I need to store a large list of numbers in memory. I will then need to check for membership. Arrays are better than lists for memory efficiency. Sets are better than lists for membership checking. I need both! So my questions are:
1) How much more memory efficient are arrays than sets? (For the converse, see my results below). 2) Is there a data structure which strikes a better balance between sets and arrays? Something like a set with a signed integer type?

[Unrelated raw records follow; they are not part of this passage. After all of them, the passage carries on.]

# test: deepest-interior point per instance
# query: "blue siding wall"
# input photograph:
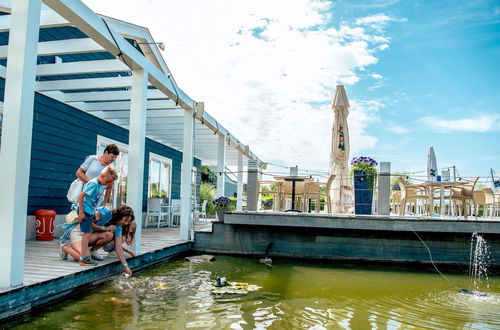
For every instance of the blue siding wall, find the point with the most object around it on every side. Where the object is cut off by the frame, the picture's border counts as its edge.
(62, 137)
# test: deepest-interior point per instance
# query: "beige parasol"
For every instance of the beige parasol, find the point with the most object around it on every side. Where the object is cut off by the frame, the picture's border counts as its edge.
(340, 192)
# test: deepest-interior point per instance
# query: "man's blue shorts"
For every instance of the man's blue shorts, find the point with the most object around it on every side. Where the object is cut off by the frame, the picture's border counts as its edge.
(86, 225)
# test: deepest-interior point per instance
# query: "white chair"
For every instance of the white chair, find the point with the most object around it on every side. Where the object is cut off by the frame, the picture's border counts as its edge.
(156, 210)
(201, 213)
(175, 212)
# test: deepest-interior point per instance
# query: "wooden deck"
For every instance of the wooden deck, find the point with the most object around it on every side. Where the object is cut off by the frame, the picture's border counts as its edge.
(47, 277)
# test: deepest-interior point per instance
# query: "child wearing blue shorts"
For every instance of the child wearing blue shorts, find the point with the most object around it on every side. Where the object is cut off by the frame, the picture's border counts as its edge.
(88, 201)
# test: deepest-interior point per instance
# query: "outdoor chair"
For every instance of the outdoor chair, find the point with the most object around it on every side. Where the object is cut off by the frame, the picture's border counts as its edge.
(487, 201)
(464, 196)
(411, 195)
(329, 184)
(275, 193)
(313, 192)
(395, 202)
(155, 209)
(286, 194)
(202, 213)
(175, 213)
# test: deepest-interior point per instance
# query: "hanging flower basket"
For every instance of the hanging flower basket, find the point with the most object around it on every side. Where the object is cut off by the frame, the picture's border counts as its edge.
(223, 205)
(365, 173)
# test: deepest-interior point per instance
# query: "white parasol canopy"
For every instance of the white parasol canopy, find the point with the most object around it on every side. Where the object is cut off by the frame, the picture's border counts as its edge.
(431, 166)
(340, 191)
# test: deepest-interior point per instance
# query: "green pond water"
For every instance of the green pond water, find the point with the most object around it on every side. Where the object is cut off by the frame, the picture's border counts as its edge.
(294, 295)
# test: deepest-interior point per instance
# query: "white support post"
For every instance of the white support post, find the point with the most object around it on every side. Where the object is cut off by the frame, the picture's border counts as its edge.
(15, 152)
(137, 137)
(186, 176)
(221, 165)
(239, 187)
(384, 189)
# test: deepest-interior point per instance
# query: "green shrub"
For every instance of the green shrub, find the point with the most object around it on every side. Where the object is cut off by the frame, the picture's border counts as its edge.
(207, 192)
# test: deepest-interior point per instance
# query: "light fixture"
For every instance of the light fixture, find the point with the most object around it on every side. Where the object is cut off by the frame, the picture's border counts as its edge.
(160, 45)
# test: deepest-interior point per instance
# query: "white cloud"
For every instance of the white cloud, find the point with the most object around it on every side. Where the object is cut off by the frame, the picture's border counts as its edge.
(266, 70)
(378, 21)
(481, 123)
(399, 130)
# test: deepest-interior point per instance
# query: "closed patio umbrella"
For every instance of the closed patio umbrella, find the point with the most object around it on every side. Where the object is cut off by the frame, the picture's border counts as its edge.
(431, 166)
(340, 192)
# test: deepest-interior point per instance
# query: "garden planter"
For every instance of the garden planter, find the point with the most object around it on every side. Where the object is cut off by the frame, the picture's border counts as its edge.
(220, 213)
(363, 194)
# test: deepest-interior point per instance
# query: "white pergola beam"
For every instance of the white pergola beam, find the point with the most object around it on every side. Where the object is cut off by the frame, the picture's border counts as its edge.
(82, 17)
(16, 139)
(137, 149)
(122, 114)
(47, 19)
(187, 177)
(80, 67)
(62, 47)
(89, 83)
(108, 96)
(125, 105)
(239, 187)
(221, 164)
(151, 122)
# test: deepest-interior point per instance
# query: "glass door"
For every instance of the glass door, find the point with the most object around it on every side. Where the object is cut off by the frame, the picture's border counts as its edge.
(119, 193)
(160, 171)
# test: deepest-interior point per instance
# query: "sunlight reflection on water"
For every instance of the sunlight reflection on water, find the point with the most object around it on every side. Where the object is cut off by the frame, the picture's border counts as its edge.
(293, 295)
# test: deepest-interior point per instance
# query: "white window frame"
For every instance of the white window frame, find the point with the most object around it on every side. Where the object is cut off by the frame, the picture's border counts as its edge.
(161, 159)
(104, 141)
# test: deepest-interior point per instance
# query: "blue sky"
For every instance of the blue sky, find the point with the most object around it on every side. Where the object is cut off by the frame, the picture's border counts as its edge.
(442, 67)
(417, 74)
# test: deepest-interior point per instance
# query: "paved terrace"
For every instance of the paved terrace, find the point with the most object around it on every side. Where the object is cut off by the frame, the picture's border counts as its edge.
(48, 278)
(366, 222)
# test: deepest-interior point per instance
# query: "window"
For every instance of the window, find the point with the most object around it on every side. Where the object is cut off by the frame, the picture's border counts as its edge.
(160, 175)
(119, 195)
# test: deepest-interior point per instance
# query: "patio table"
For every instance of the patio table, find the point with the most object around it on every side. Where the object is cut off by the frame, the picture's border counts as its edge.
(293, 179)
(430, 186)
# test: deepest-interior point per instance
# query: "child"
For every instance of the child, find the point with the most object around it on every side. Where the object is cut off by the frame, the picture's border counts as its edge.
(101, 234)
(89, 199)
(122, 219)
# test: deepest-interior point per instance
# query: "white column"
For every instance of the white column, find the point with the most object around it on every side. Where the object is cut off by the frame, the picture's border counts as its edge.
(239, 187)
(221, 165)
(186, 176)
(137, 137)
(384, 189)
(252, 185)
(16, 138)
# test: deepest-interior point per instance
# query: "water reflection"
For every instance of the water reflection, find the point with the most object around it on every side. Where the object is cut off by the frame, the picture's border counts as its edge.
(174, 296)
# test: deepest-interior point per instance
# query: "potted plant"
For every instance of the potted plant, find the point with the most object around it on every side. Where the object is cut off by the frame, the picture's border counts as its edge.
(222, 204)
(365, 173)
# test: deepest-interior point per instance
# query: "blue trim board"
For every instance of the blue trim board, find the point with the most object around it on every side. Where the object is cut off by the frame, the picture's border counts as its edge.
(62, 137)
(25, 298)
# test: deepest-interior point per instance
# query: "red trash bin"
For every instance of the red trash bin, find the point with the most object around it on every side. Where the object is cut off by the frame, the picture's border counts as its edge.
(45, 224)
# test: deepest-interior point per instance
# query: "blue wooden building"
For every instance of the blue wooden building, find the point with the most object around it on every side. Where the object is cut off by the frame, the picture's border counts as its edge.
(71, 82)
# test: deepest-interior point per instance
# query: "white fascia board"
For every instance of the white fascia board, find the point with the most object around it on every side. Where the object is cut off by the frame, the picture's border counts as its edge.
(210, 122)
(151, 122)
(125, 105)
(82, 17)
(88, 83)
(48, 19)
(108, 96)
(121, 114)
(141, 34)
(61, 47)
(81, 67)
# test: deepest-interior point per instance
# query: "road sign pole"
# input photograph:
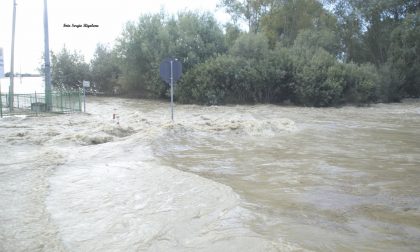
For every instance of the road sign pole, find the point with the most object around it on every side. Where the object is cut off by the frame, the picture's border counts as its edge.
(84, 99)
(172, 91)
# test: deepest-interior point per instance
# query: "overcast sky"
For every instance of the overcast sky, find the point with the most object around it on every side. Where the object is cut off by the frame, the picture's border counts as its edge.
(110, 16)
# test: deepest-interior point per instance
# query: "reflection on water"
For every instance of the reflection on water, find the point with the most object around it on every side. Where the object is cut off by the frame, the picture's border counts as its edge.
(269, 178)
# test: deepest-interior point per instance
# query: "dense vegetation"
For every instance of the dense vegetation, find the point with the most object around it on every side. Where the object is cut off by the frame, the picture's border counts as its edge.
(308, 52)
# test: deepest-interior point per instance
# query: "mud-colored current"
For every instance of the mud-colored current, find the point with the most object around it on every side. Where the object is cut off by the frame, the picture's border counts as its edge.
(221, 178)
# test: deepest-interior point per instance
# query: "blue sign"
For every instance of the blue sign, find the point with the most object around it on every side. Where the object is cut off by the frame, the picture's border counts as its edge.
(170, 68)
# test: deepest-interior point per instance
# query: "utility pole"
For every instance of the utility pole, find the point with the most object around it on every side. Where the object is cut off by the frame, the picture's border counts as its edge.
(48, 97)
(12, 61)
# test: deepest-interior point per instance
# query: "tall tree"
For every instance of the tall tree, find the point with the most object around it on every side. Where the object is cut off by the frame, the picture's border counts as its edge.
(68, 70)
(105, 69)
(287, 18)
(250, 11)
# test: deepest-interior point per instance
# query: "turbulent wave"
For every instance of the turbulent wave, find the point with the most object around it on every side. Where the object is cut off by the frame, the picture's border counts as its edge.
(99, 187)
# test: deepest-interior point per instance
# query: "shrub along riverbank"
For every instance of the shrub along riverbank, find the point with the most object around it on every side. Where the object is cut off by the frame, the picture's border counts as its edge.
(300, 51)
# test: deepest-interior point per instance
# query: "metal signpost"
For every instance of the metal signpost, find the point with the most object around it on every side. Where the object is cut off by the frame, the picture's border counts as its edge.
(170, 72)
(85, 85)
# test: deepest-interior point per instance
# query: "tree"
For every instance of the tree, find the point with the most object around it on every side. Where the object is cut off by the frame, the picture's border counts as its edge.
(287, 18)
(405, 54)
(105, 70)
(190, 37)
(68, 70)
(250, 11)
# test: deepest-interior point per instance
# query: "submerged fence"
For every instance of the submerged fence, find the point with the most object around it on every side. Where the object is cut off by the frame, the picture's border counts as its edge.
(61, 102)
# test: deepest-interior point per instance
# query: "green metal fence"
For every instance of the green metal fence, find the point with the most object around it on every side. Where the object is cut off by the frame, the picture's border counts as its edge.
(61, 102)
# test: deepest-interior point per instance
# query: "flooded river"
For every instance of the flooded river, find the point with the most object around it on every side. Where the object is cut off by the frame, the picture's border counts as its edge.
(221, 178)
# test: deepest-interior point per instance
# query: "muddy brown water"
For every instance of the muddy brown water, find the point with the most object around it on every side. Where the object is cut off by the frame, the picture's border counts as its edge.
(222, 178)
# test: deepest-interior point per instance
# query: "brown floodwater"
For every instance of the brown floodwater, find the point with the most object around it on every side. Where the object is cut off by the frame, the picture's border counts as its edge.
(225, 178)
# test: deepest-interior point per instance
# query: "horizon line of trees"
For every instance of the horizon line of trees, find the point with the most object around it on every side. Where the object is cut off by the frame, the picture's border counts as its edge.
(308, 52)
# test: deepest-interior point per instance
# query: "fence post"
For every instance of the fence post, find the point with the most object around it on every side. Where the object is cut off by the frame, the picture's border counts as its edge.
(1, 105)
(80, 101)
(36, 105)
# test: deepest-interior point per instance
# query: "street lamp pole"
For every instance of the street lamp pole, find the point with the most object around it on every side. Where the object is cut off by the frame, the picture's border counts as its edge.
(12, 61)
(48, 96)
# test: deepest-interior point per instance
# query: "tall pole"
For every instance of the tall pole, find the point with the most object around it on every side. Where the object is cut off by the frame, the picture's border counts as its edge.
(12, 61)
(48, 98)
(172, 90)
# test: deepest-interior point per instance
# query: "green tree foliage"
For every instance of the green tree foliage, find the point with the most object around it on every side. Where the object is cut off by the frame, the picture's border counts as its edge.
(309, 52)
(68, 70)
(287, 18)
(105, 70)
(405, 54)
(191, 37)
(249, 11)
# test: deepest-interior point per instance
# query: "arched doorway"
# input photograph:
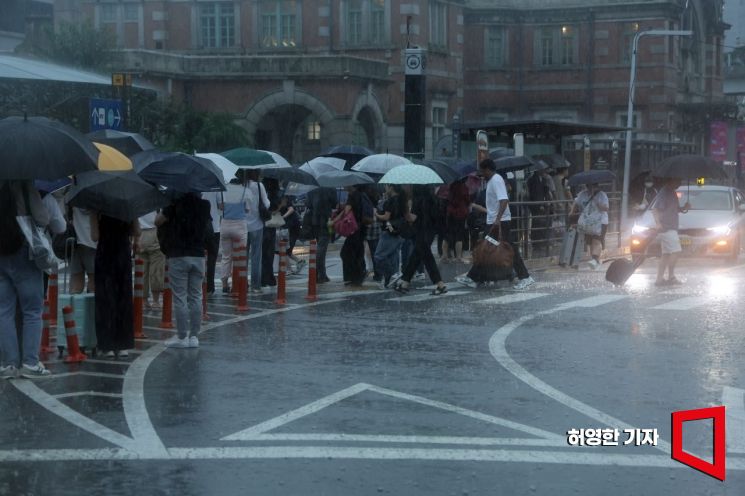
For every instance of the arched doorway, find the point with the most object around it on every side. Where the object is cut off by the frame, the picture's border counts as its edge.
(293, 131)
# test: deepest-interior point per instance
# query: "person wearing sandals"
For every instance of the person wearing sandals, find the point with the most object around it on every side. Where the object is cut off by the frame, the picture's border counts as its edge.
(423, 212)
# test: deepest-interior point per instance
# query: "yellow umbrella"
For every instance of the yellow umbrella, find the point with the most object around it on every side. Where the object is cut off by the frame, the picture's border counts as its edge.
(111, 159)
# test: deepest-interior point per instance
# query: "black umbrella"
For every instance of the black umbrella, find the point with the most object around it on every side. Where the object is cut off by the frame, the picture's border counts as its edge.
(689, 167)
(127, 143)
(41, 148)
(444, 168)
(592, 177)
(178, 171)
(122, 194)
(340, 179)
(295, 175)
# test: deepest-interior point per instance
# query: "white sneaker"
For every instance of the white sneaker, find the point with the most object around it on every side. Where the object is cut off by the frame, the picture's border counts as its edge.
(466, 281)
(35, 371)
(8, 372)
(177, 342)
(524, 283)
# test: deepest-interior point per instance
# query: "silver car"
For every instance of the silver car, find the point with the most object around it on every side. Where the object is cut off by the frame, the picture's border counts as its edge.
(713, 226)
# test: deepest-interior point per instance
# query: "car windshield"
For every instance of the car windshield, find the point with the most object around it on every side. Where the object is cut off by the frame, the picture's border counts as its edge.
(706, 200)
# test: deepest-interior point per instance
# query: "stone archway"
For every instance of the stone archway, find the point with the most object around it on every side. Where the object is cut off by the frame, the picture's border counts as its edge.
(289, 122)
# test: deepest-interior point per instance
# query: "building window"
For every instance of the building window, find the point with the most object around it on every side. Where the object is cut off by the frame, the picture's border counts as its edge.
(556, 45)
(314, 130)
(547, 47)
(438, 16)
(279, 27)
(131, 12)
(494, 50)
(365, 22)
(217, 24)
(439, 118)
(108, 12)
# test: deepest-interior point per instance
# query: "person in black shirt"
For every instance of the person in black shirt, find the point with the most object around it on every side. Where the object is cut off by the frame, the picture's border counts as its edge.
(188, 224)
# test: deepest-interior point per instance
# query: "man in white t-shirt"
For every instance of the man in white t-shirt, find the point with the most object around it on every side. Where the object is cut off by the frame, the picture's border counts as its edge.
(498, 211)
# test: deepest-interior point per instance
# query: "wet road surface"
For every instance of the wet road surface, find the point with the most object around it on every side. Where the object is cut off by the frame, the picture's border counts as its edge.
(372, 392)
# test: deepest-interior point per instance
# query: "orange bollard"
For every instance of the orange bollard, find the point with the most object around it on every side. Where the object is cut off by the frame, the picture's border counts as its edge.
(53, 296)
(242, 262)
(46, 347)
(166, 320)
(138, 299)
(74, 355)
(238, 252)
(312, 294)
(282, 275)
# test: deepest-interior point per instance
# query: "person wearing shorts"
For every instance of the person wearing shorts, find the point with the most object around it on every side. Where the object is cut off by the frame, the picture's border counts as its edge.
(666, 210)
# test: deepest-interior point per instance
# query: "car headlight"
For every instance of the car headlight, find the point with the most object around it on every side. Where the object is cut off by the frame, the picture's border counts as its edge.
(720, 230)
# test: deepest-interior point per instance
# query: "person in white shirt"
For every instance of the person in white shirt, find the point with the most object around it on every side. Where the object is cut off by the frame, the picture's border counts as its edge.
(155, 261)
(498, 211)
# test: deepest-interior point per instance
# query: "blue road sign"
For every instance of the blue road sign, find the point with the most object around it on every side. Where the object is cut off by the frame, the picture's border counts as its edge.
(105, 114)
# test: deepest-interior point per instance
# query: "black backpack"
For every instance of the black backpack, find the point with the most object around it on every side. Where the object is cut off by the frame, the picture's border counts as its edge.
(12, 238)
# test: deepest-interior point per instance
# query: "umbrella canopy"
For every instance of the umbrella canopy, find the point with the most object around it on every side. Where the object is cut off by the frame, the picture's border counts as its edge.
(52, 186)
(127, 143)
(444, 169)
(689, 167)
(380, 163)
(319, 165)
(40, 148)
(293, 174)
(340, 179)
(228, 168)
(512, 164)
(179, 171)
(110, 159)
(411, 174)
(248, 158)
(122, 195)
(592, 177)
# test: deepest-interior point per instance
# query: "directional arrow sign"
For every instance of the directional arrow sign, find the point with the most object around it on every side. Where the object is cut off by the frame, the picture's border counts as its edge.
(105, 114)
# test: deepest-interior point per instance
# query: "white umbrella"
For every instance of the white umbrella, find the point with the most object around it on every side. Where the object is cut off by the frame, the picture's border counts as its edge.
(411, 174)
(319, 165)
(279, 161)
(227, 167)
(380, 163)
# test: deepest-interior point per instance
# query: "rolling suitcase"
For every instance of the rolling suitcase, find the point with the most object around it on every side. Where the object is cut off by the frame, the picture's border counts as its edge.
(572, 248)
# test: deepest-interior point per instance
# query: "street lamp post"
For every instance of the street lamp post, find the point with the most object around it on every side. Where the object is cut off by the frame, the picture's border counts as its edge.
(630, 116)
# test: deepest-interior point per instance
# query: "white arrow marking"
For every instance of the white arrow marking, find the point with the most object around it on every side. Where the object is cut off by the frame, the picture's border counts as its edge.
(734, 401)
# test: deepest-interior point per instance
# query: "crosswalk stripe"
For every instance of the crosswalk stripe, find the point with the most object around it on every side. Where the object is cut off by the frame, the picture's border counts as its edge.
(683, 303)
(593, 301)
(512, 298)
(734, 401)
(427, 296)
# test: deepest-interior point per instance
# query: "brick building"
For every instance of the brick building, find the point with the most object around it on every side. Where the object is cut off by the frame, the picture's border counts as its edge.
(301, 74)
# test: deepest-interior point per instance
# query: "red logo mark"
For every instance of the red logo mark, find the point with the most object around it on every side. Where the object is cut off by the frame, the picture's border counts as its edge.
(716, 469)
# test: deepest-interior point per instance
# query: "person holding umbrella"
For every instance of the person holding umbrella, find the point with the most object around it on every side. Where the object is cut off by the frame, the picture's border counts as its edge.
(666, 210)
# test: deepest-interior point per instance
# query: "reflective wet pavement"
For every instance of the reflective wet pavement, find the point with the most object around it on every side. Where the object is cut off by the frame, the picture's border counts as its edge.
(371, 392)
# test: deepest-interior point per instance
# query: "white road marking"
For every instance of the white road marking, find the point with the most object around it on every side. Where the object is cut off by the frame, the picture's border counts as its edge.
(592, 302)
(58, 408)
(498, 349)
(512, 298)
(87, 393)
(574, 456)
(734, 401)
(683, 303)
(427, 296)
(259, 429)
(362, 438)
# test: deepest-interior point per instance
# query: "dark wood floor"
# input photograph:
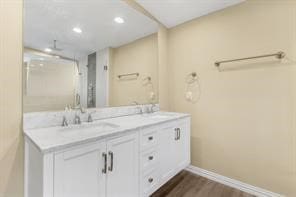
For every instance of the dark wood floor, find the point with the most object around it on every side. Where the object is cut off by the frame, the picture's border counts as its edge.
(186, 184)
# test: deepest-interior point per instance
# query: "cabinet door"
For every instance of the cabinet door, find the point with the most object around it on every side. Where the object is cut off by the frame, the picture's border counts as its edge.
(123, 162)
(79, 172)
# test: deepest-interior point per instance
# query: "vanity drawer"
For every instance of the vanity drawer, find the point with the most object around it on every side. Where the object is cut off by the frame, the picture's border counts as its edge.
(149, 182)
(148, 139)
(149, 159)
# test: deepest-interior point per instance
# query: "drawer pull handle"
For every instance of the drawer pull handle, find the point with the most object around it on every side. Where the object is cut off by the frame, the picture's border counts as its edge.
(150, 180)
(110, 168)
(177, 133)
(104, 170)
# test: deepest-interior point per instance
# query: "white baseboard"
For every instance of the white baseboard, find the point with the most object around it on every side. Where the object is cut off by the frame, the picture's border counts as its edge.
(232, 183)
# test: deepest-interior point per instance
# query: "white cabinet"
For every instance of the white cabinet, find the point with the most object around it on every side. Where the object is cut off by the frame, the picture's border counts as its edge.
(130, 164)
(79, 172)
(102, 169)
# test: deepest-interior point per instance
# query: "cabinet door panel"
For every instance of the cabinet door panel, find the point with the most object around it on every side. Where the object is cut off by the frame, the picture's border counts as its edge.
(79, 172)
(123, 175)
(182, 145)
(166, 152)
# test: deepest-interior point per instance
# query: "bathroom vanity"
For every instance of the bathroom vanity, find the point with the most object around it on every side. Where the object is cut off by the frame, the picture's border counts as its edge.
(124, 156)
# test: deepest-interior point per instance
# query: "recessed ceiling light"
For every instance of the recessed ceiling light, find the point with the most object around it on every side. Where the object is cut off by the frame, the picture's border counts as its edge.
(77, 30)
(119, 20)
(47, 50)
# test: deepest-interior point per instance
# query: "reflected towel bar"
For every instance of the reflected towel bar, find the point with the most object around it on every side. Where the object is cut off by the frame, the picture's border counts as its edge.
(130, 74)
(278, 55)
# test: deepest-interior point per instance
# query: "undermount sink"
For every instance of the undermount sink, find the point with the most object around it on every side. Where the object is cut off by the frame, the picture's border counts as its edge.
(89, 127)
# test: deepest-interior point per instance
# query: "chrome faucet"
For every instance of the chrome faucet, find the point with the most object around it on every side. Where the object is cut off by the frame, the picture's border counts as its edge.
(140, 109)
(77, 119)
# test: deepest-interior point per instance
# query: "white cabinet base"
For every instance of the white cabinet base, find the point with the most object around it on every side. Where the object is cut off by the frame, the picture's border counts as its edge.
(132, 164)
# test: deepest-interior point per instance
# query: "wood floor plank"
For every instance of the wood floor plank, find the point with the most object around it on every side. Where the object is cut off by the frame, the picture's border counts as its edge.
(187, 184)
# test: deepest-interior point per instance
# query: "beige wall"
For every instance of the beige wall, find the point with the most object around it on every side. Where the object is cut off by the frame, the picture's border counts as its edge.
(139, 56)
(243, 127)
(11, 146)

Or some numpy construct?
I checked out the membership timing difference with the script below. (I know timeit is better but the variance is low enough for time to be fine):
import array
import time
class TimerContext:
def __enter__(self):
self.t0 = time.time()
def __exit__(self, *args, **kwargs):
print(time.time()-self.t0)
SIZE = 1000000
l = list([i for i in range(SIZE)])
a = array.array('I', l)
s = set(l)
print(type(l))
print(type(a))
print(type(s))
with TimerContext():
x = 99999 in l
with TimerContext():
x = 99999 in a
with TimerContext():
x = 99999 in s
Results:
<class 'list'>
<class 'array.array'>
<class 'set'>
0.0012176036834716797
0.0024595260620117188
1.430511474609375e-06
So sets are a LOT faster for membership checking (please note the scientific notation). So if their memory footprint isn't that different to the array, I'll prefer to use a set. But I don't know how to check the memory footprint.
I should also add that there are a lot of questions comparing sets and lists. But I didn't see any good answers comparing arrays and sets.